3
Tina. Pov
W Fundomie było jak zwykle sporo ludzi. Każdy był taki roześmiany. Rozmawiałam z Daisy o naszej współpracy.
- Myślałam trochę o tym i to dobry pomysł - powiedziałam - ale czy masz to wszystko szczegółowo obmyślone?
- Tak - dziewczyna pokiwała głową - chciałabym żeby to było mniej więcej tak: ty grasz na gitarze i śpiewasz, ja tańczę i śpiewam
- Brzmi dobrze, tylko jakaś oprawa graficzna też przydałaby się - dałam propozycje
- O czym rozmawiacie? - zapytała dziewczyna, którą widziałam na otwarciu
- Hej Bia - przywitała się Daisy - rozmawiamy o planowanym filmiku z naszą współpracą, tylko...
Daisy spojrzała się w bok. Nie dokończyła swojej wypowiedzi. Popatrzyłam w tym kierunku gdzie skierowała swój wzrok. Tak jak przypuszczałam, to był ten chłopak John Caballero. Czasem słyszałam jak Daisy opowiadała o nim.

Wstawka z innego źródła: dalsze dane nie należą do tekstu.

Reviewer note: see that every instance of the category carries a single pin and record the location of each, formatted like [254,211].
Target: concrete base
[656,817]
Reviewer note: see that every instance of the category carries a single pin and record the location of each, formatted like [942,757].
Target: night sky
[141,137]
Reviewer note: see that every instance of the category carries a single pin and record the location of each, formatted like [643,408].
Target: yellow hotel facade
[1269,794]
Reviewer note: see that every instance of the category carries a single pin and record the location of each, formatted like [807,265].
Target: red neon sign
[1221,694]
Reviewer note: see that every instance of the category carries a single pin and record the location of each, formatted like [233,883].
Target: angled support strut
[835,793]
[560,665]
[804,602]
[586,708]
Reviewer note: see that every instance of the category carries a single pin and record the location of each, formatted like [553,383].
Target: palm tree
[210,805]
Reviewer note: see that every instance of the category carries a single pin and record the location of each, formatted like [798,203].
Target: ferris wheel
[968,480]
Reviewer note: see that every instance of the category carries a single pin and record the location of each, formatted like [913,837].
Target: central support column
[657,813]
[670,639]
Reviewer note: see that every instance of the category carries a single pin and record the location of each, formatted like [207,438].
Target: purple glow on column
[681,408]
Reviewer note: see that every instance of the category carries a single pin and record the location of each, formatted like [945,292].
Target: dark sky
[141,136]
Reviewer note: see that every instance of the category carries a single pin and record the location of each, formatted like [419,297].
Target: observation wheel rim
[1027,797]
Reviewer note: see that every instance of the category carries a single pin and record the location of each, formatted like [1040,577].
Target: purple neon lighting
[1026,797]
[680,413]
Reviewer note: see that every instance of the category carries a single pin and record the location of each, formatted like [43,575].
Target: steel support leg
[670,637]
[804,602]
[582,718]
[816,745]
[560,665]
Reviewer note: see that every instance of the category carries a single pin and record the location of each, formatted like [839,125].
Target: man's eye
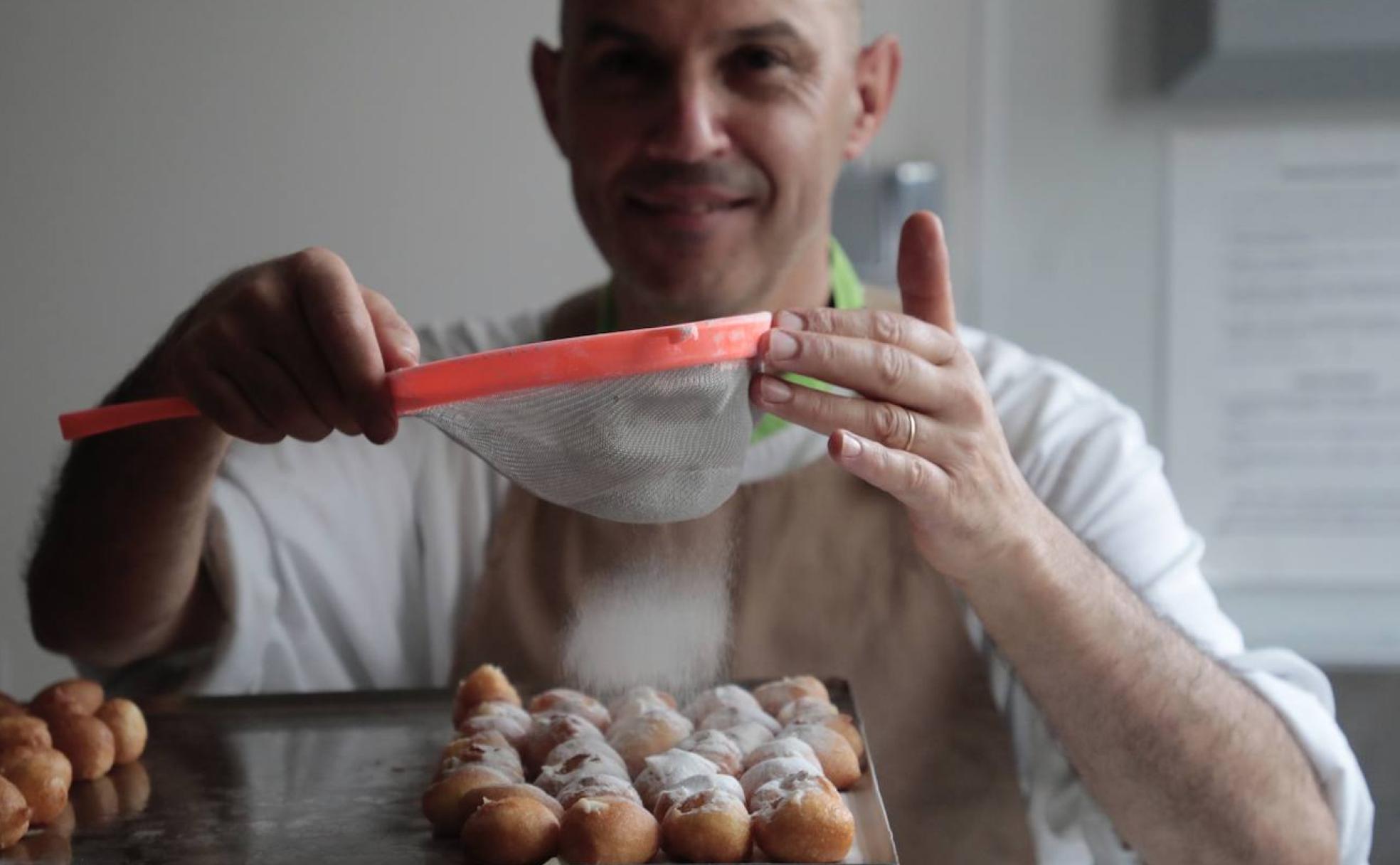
[759,59]
[622,63]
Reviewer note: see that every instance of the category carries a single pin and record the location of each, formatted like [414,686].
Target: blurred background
[1109,171]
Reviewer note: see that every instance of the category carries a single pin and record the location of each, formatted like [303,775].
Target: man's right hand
[293,346]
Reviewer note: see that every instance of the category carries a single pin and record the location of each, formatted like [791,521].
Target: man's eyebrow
[773,30]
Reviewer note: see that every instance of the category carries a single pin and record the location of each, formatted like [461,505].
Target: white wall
[150,146]
[1074,247]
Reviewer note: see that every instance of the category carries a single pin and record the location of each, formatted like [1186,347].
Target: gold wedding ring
[913,429]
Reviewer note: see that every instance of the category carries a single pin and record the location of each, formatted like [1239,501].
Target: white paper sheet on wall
[1284,351]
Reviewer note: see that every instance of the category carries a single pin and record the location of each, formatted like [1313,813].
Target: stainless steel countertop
[296,778]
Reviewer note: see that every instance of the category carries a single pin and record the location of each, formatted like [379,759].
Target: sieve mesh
[657,447]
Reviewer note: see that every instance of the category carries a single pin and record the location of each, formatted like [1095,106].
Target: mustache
[741,179]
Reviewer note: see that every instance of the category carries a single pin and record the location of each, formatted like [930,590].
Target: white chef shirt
[348,566]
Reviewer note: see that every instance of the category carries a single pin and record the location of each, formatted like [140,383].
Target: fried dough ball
[584,745]
[442,801]
[597,830]
[68,697]
[667,770]
[484,684]
[43,776]
[465,742]
[710,826]
[788,746]
[773,696]
[95,804]
[639,699]
[839,762]
[734,716]
[14,815]
[496,792]
[486,749]
[10,707]
[493,716]
[652,733]
[516,830]
[549,731]
[128,727]
[749,735]
[808,711]
[24,731]
[718,748]
[88,743]
[802,819]
[721,696]
[133,788]
[805,710]
[775,770]
[844,726]
[679,792]
[598,787]
[555,778]
[574,703]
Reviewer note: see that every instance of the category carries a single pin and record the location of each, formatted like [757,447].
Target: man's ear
[876,78]
[545,65]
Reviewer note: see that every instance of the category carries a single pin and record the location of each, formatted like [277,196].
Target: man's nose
[691,127]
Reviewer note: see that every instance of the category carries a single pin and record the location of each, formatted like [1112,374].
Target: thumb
[924,283]
[398,342]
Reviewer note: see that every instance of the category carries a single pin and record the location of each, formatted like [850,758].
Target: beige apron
[827,580]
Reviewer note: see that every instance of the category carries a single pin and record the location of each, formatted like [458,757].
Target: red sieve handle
[503,370]
[92,422]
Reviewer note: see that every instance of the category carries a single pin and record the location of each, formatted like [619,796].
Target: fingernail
[788,321]
[849,447]
[775,389]
[782,346]
[380,428]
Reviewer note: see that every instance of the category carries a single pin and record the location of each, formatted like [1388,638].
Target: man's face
[704,139]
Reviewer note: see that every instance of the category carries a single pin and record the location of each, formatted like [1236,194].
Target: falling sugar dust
[662,620]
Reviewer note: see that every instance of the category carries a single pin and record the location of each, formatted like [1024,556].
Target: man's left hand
[921,425]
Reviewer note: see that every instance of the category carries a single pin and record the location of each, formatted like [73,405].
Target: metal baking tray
[332,778]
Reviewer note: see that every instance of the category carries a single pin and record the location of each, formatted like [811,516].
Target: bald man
[980,541]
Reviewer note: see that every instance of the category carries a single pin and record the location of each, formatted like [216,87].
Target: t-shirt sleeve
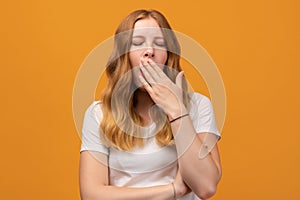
[90,130]
[202,114]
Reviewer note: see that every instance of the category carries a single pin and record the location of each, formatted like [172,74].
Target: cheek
[134,59]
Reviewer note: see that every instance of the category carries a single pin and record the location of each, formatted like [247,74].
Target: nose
[149,52]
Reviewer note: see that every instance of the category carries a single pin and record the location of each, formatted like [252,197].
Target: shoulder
[93,113]
[94,109]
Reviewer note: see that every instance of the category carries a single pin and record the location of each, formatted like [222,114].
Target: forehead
[147,27]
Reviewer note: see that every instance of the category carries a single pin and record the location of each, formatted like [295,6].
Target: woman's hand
[180,187]
[165,94]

- Em... Daisy - szturchnęłam ją
- Tak, tak o czym ja mówiłam? - zapytała dziewczyna
- O waszym filmiku - przypomniała Bia
- A tak, tylko przyda nam się taka oprawa graficzna, rozumiesz? - powiedziała blondynka
- A wiecie, że ja chyba mogę wam pomóc - odparła Bia - mogę rysować podczas, gdy wy ruszacie się i tak dalej
- To świetny pomysł - przyznałam - musimy powiedzieć o tym Pixie
Bia powiedziała, że musi iść robić mural. Natomiast ja z Daisy szukałyśmy Pixie. Znalazłyśmy ją i opowiedziałam jej co zamierzamy zrobić. Pixie była zachwycona.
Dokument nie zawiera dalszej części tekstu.